What is Apache Spark - Complexity Analysis
We want to understand how the time it takes to run Apache Spark tasks changes as the data size grows.
How does Spark handle bigger data and what costs come with it?
Analyze the time complexity of the following Spark code snippet.
from pyspark.sql import SparkSession
spark = SparkSession.builder.appName('example').getOrCreate()
data = spark.read.csv('data.csv', header=True, inferSchema=True)
filtered = data.filter(data['age'] > 30)
result = filtered.groupBy('city').count()
result.show()
This code reads a CSV file, filters rows where age is over 30, groups by city, counts entries, and shows the result.
Look at what repeats as data grows.
- Primary operation: Filtering and grouping over all rows in the dataset.
- How many times: Each row is checked once for filtering, then grouped once.

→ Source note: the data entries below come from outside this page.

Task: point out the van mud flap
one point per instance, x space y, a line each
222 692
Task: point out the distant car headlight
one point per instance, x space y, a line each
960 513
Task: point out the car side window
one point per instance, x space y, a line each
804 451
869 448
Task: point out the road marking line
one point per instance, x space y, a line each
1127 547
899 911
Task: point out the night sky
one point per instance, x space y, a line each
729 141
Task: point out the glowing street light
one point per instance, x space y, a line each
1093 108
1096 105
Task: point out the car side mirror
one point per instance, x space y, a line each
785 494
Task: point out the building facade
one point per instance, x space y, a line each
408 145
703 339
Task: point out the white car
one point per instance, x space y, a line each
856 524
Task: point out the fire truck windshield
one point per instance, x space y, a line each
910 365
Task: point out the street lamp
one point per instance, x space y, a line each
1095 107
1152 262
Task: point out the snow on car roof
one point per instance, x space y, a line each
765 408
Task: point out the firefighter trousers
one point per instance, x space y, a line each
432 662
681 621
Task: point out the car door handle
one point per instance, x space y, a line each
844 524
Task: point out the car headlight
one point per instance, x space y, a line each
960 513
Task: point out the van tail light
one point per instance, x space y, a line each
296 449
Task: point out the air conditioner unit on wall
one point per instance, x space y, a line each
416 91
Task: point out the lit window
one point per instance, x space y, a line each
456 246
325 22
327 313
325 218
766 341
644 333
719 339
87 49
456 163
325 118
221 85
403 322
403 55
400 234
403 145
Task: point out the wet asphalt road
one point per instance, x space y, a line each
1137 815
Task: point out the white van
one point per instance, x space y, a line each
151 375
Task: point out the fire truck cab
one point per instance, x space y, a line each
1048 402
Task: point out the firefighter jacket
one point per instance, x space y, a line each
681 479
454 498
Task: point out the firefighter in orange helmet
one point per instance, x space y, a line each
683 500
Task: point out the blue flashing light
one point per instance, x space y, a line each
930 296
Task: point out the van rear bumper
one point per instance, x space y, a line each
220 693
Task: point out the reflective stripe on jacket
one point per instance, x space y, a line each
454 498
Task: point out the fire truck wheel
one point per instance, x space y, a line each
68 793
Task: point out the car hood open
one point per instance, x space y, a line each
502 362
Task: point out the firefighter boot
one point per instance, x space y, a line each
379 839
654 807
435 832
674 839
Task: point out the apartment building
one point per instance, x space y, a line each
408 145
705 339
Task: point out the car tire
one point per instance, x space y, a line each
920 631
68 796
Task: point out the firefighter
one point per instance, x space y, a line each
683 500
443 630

As the number of rows increases, Spark must check each row and group them, so work grows with data size.
| Input Size (n) | Approx. Operations |
|---|---|
| 10 | About 10 checks and groupings |
| 100 | About 100 checks and groupings |
| 1000 | About 1000 checks and groupings |
Pattern observation: The work grows roughly in direct proportion to the number of rows.
Time Complexity: O(n)
This means the time to run grows linearly as the data size grows.
[X] Wrong: "Spark runs instantly no matter how big the data is."
[OK] Correct: Spark processes each row, so bigger data means more work and more time.
Understanding how Spark scales with data size shows you know how big data tools work in real projects.
"What if we added a join with another large dataset? How would the time complexity change?"